By Vice Admiral (Retired) Shekhar Sinha
New Delhi, July 11: On June 17, the Chinese launched Fujian, their third aircraft carrier from Jiangnan Shipyard in Shanghai. The carefully timed occasion with the Boat Festival was celebrated with great fanfare. For the Chinese, it was indeed a proud moment.
The launch of Fujian brings China closer to its goal of becoming a true high seas navy – a fundamental ingredient to replacing the United States from the South China Sea and then challenging its sea power. China has declared its intention to build at least six aircraft carriers by 2035.

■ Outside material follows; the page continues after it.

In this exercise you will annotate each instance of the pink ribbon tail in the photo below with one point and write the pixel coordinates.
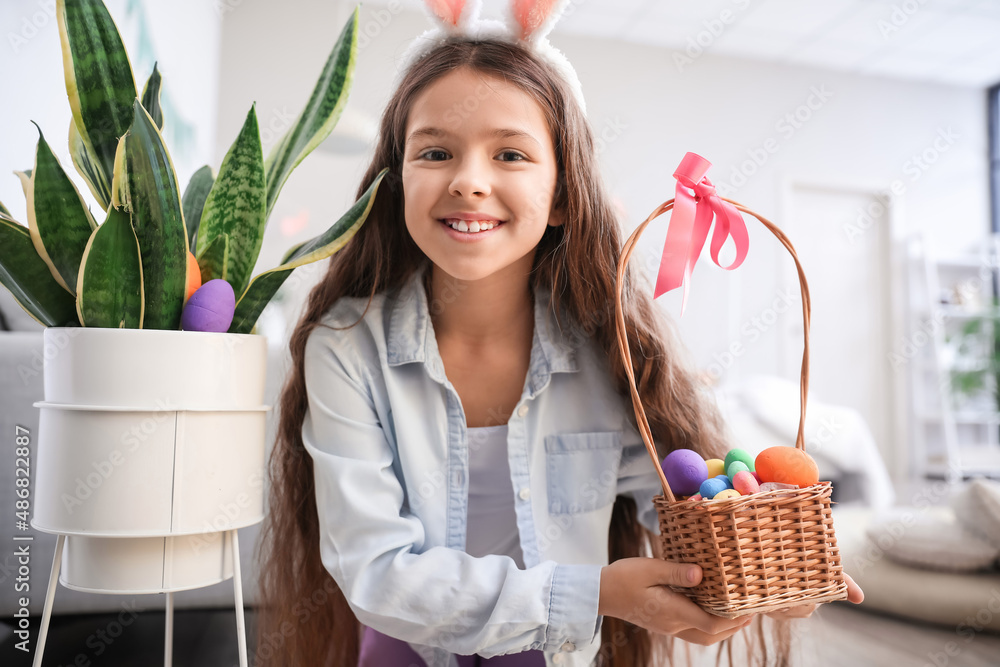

It should be noted that the Fujian is a massive technological leap for Chinese engineers, willingly or unwillingly, in that the aircraft carrier has a catapult launch system compared to the two previous Chinese aircraft carriers, the Liaoning and Shandong, which used ski jumping for short takeoffs. With Fujian, China has moved from an older, less efficient steam-powered catapult launch system to an electromagnetic aircraft launch system (EMALS), which is by no means a small technical achievement. It positions China at the level of the United States including the latest aircraft carrier USS Gerald R Ford, which uses EMALS allowing faster successive launches and also the transport of a greater payload of ammunition and fuel. However, the US Navy has yet to deploy this latest carrier to the frontline fleet.
Satellite images provide some details about Fujian. It is approximately 320 meters long and 73 meters wide, making it slightly smaller than the Gerald Ford. It has 3 EMALS catapults and two elevators between the cockpit and the hangars, one less than the American aircraft carrier.
After the ship is launched, a large number of tests and commissioning protocols must be completed before it is put to sea for the first test trip. The carrier will now be proven for safe docking and navigation system functionality. The rest of the flooding and firefighting tests are mandatory to go to sea with a new ship.
As mentioned earlier, China intends to build at least 6 carriers by 2035, 4 of which are expected to be nuclear powered. Since the Fujian likely has electric propulsion, the next carrier will almost certainly be nuclear-powered.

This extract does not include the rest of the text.